In June 2020, the governor signed an executive order to create the task force, which was set to expire this December.

“I’m glad to share with you today that I’ll be extending the task force for Racial Equity and Criminal Justice,” the governor said during the task force’s meeting Friday.

He said he plans to sign an executive order next month to extend the task force’s final work into 2023 and 2024.

“Your work has been too important to let this process end, especially when there’s more work to do,” Gov. Cooper said.

It comes as President Biden announced Thursday he will pardon everyone in the U.S. who has been convicted of simple possession of marijuana under federal law.

In Friday’s meeting, Governor Cooper addressed the president’s announcement, commending the task force’s efforts to meet the issue head-on by recommending in their report last year that simple possession of a small amount of marijuana should not be a crime.

“Law enforcement and the criminal justice system are under-resourced right now, and they should be focused on stopping violent crime, drug trafficking and other threats to safe communities,” the governor said in the meeting. “We also know that a conviction of simple possession can mar people’s records for life, and maybe even prevent them from getting a job.”

The governor said although the General Assembly didn’t pass the task force’s recommendations during the last session, he believes they should.

“North Carolina should take steps to end this stigma,” Cooper said.

Cooper said he has asked lawyers to examine North Carolina law regarding simple possession of marijuana convictions and pardons to determine if there are any actions he and the task force can take.

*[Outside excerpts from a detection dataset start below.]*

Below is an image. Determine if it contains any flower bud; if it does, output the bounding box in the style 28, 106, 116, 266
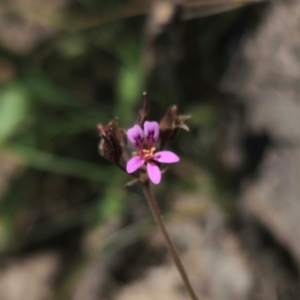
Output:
136, 92, 149, 127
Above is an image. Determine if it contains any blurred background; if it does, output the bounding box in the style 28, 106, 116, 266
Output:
0, 0, 300, 300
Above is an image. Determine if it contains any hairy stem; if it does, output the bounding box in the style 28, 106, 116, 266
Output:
143, 183, 198, 300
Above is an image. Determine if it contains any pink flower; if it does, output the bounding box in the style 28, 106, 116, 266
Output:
126, 121, 179, 184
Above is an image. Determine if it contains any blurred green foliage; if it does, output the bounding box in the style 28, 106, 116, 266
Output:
0, 0, 251, 296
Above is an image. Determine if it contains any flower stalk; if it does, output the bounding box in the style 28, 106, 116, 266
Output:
98, 93, 197, 300
143, 182, 198, 300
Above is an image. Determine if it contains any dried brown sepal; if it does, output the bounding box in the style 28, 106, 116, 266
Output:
136, 92, 150, 126
98, 120, 124, 164
159, 105, 191, 143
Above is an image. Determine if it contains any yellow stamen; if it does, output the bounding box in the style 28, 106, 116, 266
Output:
143, 147, 156, 159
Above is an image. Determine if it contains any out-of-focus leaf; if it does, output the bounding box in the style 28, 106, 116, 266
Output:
116, 42, 143, 121
0, 144, 113, 183
0, 83, 30, 144
99, 174, 125, 220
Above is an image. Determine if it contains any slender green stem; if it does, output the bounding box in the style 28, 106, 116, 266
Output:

“In the meantime, while we work to make sure our criminal justice system is fair, we must be laser focused on stopping the true criminals — those who are committing violent crime, and particularly gun violence in our communities,” the governor said. “It has to stop.”

Cooper says he is working with Attorney General Josh Stein, North Carolina Public Safety Secretary Eddie Buffaloe and staff to tackle the surge of gun violence.

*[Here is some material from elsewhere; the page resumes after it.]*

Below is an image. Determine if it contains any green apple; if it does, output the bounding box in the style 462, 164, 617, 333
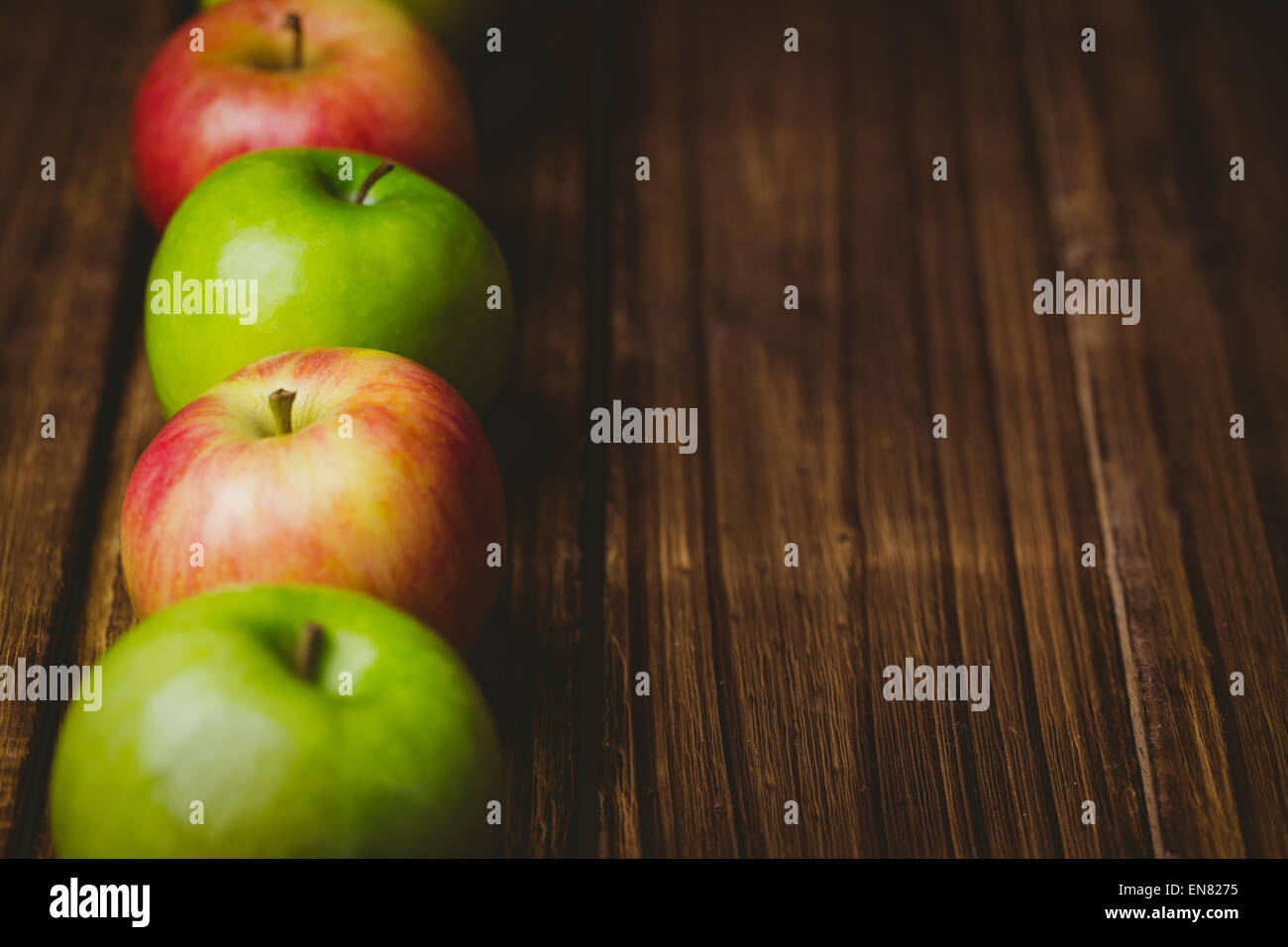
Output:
49, 585, 501, 858
145, 149, 514, 416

Now that he has extended the task force, Governor Cooper says it will focus on four main areas in their next phase of work:

  • Violence prevention
  • Local law enforcement practices and accountability
  • Judicial system policies and practices that result in racially inequitable outcomes
  • Collection analysis in public display of criminal justice system data

“I know you’ll continue to make a real impact,” Governor Cooper said to the task force. “There’s no single strategy, but bringing people together will be an important part of the work ahead, and you guys are very good at that.”

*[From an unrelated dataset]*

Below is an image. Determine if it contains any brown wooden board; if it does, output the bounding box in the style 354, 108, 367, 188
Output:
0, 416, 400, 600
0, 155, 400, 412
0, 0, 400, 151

On Friday, Governor Cooper also released the following statement addressing President Biden’s pardon:

“Keeping people safe from violent crime while making the criminal justice system fairer is the right thing to do. The President’s actions are in line with North Carolina’s Task Force for Racial Equity in Criminal Justice I appointed that recommended decriminalizing possession of small amounts of marijuana. While the General Assembly has not yet acted on this, I believe it should. We need to end this stigma that can keep people from getting jobs and make sure law enforcement keeps its focus on fighting violent crime, drug traffickers and other threats to safe communities. I have also asked our lawyers to examine North Carolina law regarding simple possession of marijuana convictions and pardons to determine if there is action we can and should take.”